Tribunal Administratif de Nice — Décision N° TA06-2100622

mercredi 16 octobre 2024

JuridictionTribunal Administratif de Nice
SectionTribunal Administratif de Nice
N° DossierTA06-2100622
TypeDécision
RecoursPlein contentieux
PublicationC
Formation3ème Chambre
Avocat requérantCUNY

Texte intégral

Vu la procédure suivante :

Par une requête et un mémoire complémentaire, enregistrés les 4 février et 18 juin 2021, la société à responsabilité limité (SARL) Ciska, représentée par Me Funel en qualité de liquidateur, ayant pour avocat Me Cuny, demande au tribunal :

1°) d'annuler la décision de rejet par le directeur départemental des finances publiques des Alpes-Maritimes de la réclamation préalable du 30 mai 2016 ;

2°) de prononcer la décharge des impositions mises à sa charge au titre de l'impôt sur les sociétés et de la taxe sur la valeur ajoutée des exercices 2011 et 2012 ;

3°) de mettre à la charge de l'Etat les entiers dépens.

Elle soutient que :

- la méthode retenue par l'administration fiscale pour la reconstitution de recettes est erronée car elle ne tient pas compte de la réalité du stock de l'année 2011 ;

- elle est erronée car elle ne tient pas compte des remises consenties en 2011 et non comptabilisées en l'absence de caisse durant les deux premiers mois d'ouverture ;

- elle est erronée car elle ne tient pas compte des remises consenties en 2012 et non comptabilisées du fait de la vente de plusieurs articles sous le terme générique de " vêtements " ;

- elle est erronée en ce que les coefficients de marge retenus ne correspondent pas à la réalité commerciale ;

- elle est erronée car elle prend en compte un pourcentage de recettes encaissées en espèces incohérent au regard de la pratique de la profession ;

- elle est contraire à la doctrine administrative référencée BOI-CF-IOR-10-20-20120912.

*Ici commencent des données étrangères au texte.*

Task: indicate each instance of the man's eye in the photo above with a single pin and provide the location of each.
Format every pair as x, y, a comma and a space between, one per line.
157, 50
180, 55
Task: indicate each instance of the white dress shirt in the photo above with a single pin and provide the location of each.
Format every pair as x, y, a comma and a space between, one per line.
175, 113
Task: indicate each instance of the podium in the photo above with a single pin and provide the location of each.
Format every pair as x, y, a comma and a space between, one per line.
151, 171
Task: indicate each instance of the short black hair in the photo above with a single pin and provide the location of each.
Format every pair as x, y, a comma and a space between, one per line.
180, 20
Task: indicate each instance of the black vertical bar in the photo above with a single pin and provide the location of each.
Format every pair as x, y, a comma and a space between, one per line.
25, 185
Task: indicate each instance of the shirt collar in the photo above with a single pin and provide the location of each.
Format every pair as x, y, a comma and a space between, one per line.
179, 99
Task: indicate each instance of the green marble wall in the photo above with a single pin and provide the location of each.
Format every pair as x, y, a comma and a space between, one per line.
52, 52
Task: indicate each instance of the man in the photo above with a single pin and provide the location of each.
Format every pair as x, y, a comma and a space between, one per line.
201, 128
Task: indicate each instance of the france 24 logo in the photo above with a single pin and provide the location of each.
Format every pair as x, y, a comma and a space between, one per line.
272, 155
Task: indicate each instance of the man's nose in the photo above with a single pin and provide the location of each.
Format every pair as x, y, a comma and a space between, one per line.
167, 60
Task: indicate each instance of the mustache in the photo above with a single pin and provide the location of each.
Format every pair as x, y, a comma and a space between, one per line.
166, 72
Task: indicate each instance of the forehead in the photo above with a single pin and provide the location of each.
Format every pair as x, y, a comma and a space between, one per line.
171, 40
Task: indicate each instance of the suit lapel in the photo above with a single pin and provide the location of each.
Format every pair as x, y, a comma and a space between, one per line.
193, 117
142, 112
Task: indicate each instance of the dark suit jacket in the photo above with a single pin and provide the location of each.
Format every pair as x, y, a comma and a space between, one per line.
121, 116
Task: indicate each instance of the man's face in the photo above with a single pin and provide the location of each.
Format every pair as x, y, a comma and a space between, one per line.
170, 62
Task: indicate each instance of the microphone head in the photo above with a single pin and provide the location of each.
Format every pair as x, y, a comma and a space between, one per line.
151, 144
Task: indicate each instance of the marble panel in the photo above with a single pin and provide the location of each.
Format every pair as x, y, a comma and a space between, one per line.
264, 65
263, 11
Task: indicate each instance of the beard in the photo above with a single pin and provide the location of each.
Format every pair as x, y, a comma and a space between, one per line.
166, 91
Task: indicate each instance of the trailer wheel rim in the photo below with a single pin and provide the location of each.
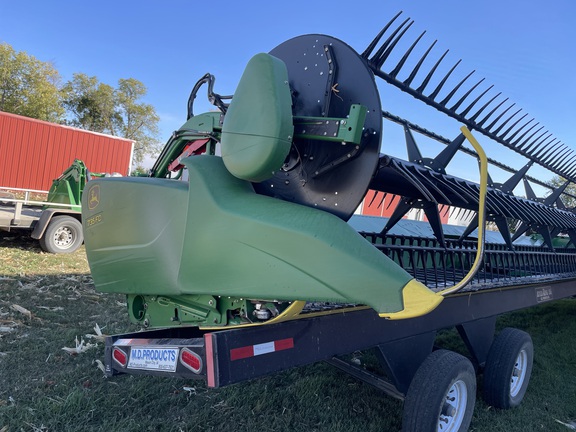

Par un mémoire en défense, enregistré le 20 mai 2021, le directeur départemental des finances publiques des Alpes-Maritimes conclut au rejet de la requête.

Il soutient qu'aucun des moyens soulevés au soutien de la requête n'est fondé.

Vu les autres pièces du dossier.

Vu :

- le code général des impôts et le livre des procédures fiscales ;

- le code de justice administrative.

Les parties ont été régulièrement averties du jour de l'audience.

Ont été entendus au cours de l'audience publique du 25 septembre 2024 :

- le rapport de Mme Raison ;

- les conclusions de M. Ringeval, rapporteur public ;

- et les observations de Me Cuny, avocat de la société requérante.

Considérant ce qui suit :

1. La société à responsabilité limitée (SARL) Ciska, exerçant une activité de vente de vêtements haut de gamme, a fait l'objet d'une vérification de comptabilité portant sur la période du 1er janvier 2011 au 31 décembre 2012. Après avoir rejeté sa comptabilité, le service a procédé à une reconstitution de son chiffre d'affaires. Par une proposition de rectification du 5 novembre 2014, le service lui a notifié, en conséquence, des cotisations supplémentaires d'impôt sur les sociétés et des rappels de taxe sur la valeur ajoutée pour la période vérifiée qui ont été assorties d'une majoration de 40 % pour manquement délibéré. Sa réclamation contentieuse ayant été rejetée, la société, représentée par son liquidateur, sollicite la décharge, en droits et pénalités, des impositions supplémentaires mises à sa charge.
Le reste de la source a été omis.